La ligne de fracture récurrente dans les réflexions sur la télé-réalité entre fiction et réalité prend de nouvelles dimensions et semble même récemment avoir atteint un paroxysme : suite au suicide d’un des candidats, M6 annule en juillet 2010 l’émission « Trompes-moi si tu peux ! », pourtant le plus gros investissement dans l’histoire de la télé-réalité en France. Enjeux commerciaux, enjeux humains, enjeux éthiques, la controverse vite étouffée est aussi à l’image d’une télé-réalité qui, tout en s’hybridant et se complexifiant, continue d’exploiter les limites émotionnelles et corporelles des candidats à des fins de divertissement. Elle interroge l’accoutumance au spectacle de la « performance » venant de l’individu ordinaire et sa réception. À l’heure actuelle, quels discours et quelle réception la télé-réalité suscite-t-elle ?
Cette journée vise à explorer les évolutions socio-historiques de la télé-réalité et à mettre au jour les nouveaux paradigmes référentiels pouvant éclairer ces changements.

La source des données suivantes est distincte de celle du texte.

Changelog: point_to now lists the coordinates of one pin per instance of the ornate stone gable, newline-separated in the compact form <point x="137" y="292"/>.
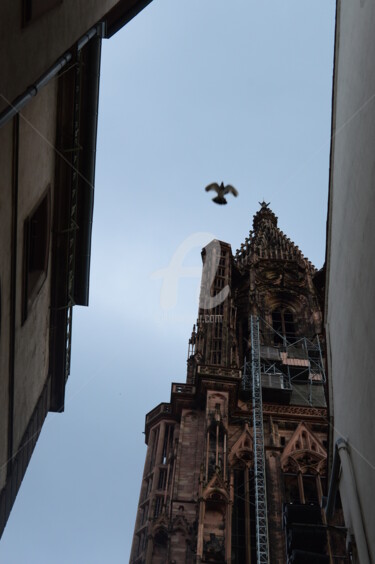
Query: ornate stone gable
<point x="304" y="452"/>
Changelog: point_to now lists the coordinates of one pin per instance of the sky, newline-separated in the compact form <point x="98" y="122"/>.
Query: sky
<point x="192" y="92"/>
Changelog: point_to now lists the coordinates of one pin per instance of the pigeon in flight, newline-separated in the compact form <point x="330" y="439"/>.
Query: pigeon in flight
<point x="221" y="192"/>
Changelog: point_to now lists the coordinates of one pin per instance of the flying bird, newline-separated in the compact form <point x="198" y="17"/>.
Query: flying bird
<point x="221" y="192"/>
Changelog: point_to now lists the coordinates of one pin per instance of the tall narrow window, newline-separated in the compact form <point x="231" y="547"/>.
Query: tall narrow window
<point x="283" y="325"/>
<point x="35" y="254"/>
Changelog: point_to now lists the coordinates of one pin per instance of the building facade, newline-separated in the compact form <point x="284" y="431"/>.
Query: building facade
<point x="49" y="87"/>
<point x="350" y="263"/>
<point x="236" y="462"/>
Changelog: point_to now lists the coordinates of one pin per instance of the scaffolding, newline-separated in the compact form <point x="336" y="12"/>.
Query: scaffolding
<point x="258" y="440"/>
<point x="283" y="367"/>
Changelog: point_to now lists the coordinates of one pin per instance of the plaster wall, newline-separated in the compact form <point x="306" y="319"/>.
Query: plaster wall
<point x="36" y="173"/>
<point x="350" y="303"/>
<point x="26" y="52"/>
<point x="6" y="140"/>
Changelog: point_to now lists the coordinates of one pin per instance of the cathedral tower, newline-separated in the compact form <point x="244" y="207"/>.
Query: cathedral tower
<point x="235" y="468"/>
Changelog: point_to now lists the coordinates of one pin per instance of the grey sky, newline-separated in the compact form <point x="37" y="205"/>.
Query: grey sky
<point x="192" y="92"/>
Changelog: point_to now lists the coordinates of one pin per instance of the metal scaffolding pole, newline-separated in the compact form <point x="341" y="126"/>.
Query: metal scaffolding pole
<point x="259" y="463"/>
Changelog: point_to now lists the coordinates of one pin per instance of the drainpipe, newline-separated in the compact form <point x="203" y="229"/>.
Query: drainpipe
<point x="21" y="100"/>
<point x="342" y="462"/>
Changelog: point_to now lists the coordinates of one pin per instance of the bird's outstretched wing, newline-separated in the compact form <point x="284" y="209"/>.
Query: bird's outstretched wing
<point x="213" y="186"/>
<point x="230" y="190"/>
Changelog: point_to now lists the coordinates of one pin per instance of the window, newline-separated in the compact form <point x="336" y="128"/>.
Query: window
<point x="32" y="9"/>
<point x="35" y="254"/>
<point x="162" y="479"/>
<point x="283" y="324"/>
<point x="158" y="505"/>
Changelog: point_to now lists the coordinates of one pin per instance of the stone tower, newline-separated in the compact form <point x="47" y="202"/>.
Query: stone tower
<point x="231" y="476"/>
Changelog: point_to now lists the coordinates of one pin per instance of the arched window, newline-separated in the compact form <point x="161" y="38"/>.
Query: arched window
<point x="283" y="324"/>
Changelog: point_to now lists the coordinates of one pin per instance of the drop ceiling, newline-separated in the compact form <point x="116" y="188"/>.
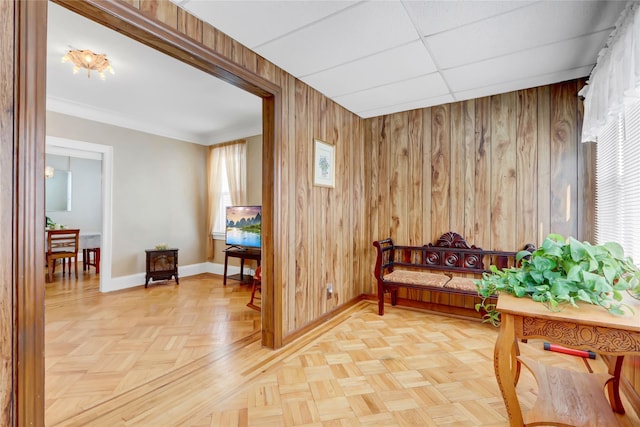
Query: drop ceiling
<point x="372" y="57"/>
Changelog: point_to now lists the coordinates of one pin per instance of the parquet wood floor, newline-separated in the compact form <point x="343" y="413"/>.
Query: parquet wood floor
<point x="190" y="355"/>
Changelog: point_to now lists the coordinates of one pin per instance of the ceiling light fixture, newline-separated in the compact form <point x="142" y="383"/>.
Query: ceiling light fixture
<point x="88" y="60"/>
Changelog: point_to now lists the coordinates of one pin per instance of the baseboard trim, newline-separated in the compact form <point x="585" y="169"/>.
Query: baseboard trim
<point x="138" y="279"/>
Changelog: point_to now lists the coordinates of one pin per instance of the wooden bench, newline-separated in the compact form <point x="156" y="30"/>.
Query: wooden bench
<point x="450" y="266"/>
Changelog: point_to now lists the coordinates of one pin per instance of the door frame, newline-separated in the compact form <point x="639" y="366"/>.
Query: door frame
<point x="74" y="148"/>
<point x="25" y="404"/>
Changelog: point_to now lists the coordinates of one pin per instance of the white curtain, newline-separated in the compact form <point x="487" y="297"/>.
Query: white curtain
<point x="615" y="80"/>
<point x="214" y="172"/>
<point x="233" y="157"/>
<point x="236" y="162"/>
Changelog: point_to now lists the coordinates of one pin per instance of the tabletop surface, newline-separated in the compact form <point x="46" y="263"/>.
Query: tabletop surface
<point x="586" y="314"/>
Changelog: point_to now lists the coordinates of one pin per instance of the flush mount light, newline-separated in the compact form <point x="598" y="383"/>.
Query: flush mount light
<point x="88" y="60"/>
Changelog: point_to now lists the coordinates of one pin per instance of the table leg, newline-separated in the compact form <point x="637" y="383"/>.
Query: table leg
<point x="613" y="386"/>
<point x="507" y="369"/>
<point x="224" y="276"/>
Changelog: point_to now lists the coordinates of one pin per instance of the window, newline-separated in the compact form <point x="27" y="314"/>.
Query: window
<point x="226" y="185"/>
<point x="225" y="200"/>
<point x="618" y="181"/>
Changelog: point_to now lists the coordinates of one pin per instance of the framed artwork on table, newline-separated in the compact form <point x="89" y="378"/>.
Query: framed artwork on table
<point x="324" y="164"/>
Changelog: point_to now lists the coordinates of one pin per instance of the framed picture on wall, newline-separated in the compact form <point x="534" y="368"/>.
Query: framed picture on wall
<point x="324" y="164"/>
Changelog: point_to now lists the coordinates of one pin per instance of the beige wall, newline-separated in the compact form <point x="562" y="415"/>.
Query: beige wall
<point x="86" y="193"/>
<point x="254" y="170"/>
<point x="158" y="191"/>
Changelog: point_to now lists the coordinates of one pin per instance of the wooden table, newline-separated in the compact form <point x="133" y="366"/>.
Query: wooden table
<point x="564" y="396"/>
<point x="243" y="254"/>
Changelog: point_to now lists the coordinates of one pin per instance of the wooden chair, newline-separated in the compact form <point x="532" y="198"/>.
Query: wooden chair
<point x="62" y="244"/>
<point x="91" y="257"/>
<point x="257" y="287"/>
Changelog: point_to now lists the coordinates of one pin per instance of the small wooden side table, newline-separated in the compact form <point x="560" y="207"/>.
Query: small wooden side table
<point x="162" y="264"/>
<point x="254" y="254"/>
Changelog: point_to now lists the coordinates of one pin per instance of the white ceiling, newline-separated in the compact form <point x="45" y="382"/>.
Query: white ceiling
<point x="149" y="91"/>
<point x="372" y="57"/>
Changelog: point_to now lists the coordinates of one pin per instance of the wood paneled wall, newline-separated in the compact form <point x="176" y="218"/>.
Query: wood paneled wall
<point x="502" y="170"/>
<point x="319" y="233"/>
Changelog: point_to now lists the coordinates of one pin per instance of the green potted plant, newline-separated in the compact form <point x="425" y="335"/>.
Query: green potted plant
<point x="563" y="272"/>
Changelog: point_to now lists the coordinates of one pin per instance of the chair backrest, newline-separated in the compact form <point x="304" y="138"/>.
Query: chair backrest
<point x="65" y="240"/>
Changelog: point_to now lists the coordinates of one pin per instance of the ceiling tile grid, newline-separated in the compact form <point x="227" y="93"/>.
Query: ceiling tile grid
<point x="371" y="56"/>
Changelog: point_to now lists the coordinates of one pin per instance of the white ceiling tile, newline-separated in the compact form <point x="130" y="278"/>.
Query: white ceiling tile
<point x="537" y="25"/>
<point x="432" y="17"/>
<point x="357" y="32"/>
<point x="396" y="93"/>
<point x="421" y="103"/>
<point x="519" y="84"/>
<point x="253" y="23"/>
<point x="404" y="62"/>
<point x="565" y="55"/>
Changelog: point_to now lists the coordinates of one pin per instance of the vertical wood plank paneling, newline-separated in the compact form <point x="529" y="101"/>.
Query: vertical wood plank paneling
<point x="372" y="188"/>
<point x="415" y="216"/>
<point x="189" y="25"/>
<point x="586" y="179"/>
<point x="527" y="163"/>
<point x="469" y="111"/>
<point x="503" y="176"/>
<point x="399" y="177"/>
<point x="440" y="165"/>
<point x="287" y="165"/>
<point x="26" y="147"/>
<point x="457" y="168"/>
<point x="304" y="219"/>
<point x="163" y="11"/>
<point x="7" y="61"/>
<point x="564" y="193"/>
<point x="362" y="277"/>
<point x="134" y="3"/>
<point x="482" y="233"/>
<point x="544" y="163"/>
<point x="384" y="175"/>
<point x="427" y="200"/>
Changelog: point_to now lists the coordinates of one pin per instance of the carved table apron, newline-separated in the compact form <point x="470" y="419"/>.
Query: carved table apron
<point x="588" y="327"/>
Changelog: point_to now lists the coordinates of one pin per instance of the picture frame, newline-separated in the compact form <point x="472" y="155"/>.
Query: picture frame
<point x="324" y="164"/>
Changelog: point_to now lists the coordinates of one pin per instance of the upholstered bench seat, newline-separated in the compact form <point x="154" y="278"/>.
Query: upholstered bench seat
<point x="417" y="278"/>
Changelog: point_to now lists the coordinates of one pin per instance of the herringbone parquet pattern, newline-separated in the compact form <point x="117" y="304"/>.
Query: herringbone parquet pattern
<point x="189" y="355"/>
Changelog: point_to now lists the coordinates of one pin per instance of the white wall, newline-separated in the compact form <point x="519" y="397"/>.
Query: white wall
<point x="159" y="191"/>
<point x="86" y="193"/>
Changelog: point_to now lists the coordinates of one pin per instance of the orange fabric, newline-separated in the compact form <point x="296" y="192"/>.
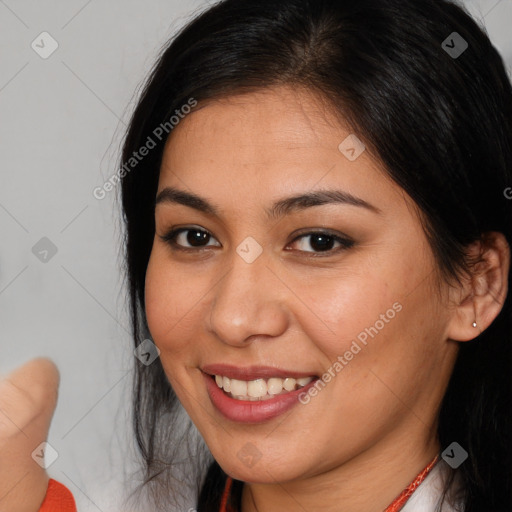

Nous proposons de réfléchir notamment autour de quatre axes de lecture de ce phénomène et privilégierons les communications s’inscrivant dans ces pôles de réflexions.
Nous nous intéresserons à la question de la définition de la télé-réalité : que recoupe ce terme ? Quelle est la nature de ces émissions et ont-elles des critères d’identification singuliers ? Nous nous attacherons ici à questionner les contours et les évolutions du genre en analysant les dispositifs, la place de l’animateur, les spécificités nationales, et les logiques de stabilisation du genre.
Le deuxième axe vise à explorer la tension classique entre fiction et réalité à la fois du côté des contenus et des individus. Seront soulevées ici les questions de l’ « authenticité » et de la scénarisation ainsi que les possibilités de repenser le diptyque récit/narration à travers la télé-réalité. Dans un tel cadre, les candidats subissent-ils la contrainte de la norme sociale, la pression du dépassement de soi ? Il s’agira alors de reformuler la problématique de la place du corps, notamment à travers les notions de « performance » et de compétition.
Le troisième axe se place du côté des publics : il valorisera les études de réceptions sur les spectateurs, les conditions et les caractéristiques socio-culturelles de visionnage. Il serait pertinent notamment d’étudier le rapport entre spectateurs et participants : dans quelles conditions les spectateurs deviennent-ils candidats ? Existe-t-il un phénomène d’ « acculturation » et d’acquisition de « compétences » des spectateurs amateurs des émissions de télé-réalité ? La réflexion sur les communautés de fans des candidats et des émissions et de leur moyen d’expression constituera également une piste à développer.
Le quatrième axe a pour objet les nouveaux enjeux de la télé réalité : quelles sont les thématiques émergentes qui deviennent sources d’innovation pour la télé-réalité – on pensera notamment au développement du thème culinaire ? Quels schémas suivent les complexifications des dispositifs ? Les nouvelles émissions de coaching qui renvoient à une offre de service via la télé-réalité sont-elles l’avenir du genre ?
Les communications prendront la forme d’un exposé de 20 minutes et composeront un panel pluridisciplinaire : sociologie, sémiologie, économie, cultural studies, histoire, etc. Nous sélectionnerons en priorité des propositions qui reposent sur un travail de terrain avancé sur des émissions françaises ou sur des comparaisons internationales. Les propositions de communications ne devront pas dépasser 500 mots et sont à envoyer pour le 28 février 2011 sous format pdf ou doc à l’adresse suivante : je.telerealite@gmail.com. Le choix des communications sera communiqué le 25 mars 2011.

Lieu :
De 9h à 19h à la Maison de la Recherche
Université Paris 3 - Sorbonne Nouvelle
4, rue des Irlandais, 75005 Paris

Comité d’organisation : Anne-Sophie Beliard (doctorante au CIM-Paris 3 Sorbonne Nouvelle), Sarah Lécossais (doctorante au CIM-Paris 3 Sorbonne Nouvelle, IEC), Nelly Quemener (docteur, CIM-Paris 3 Sorbonne Nouvelle, ATER UFR Communication Paris 3)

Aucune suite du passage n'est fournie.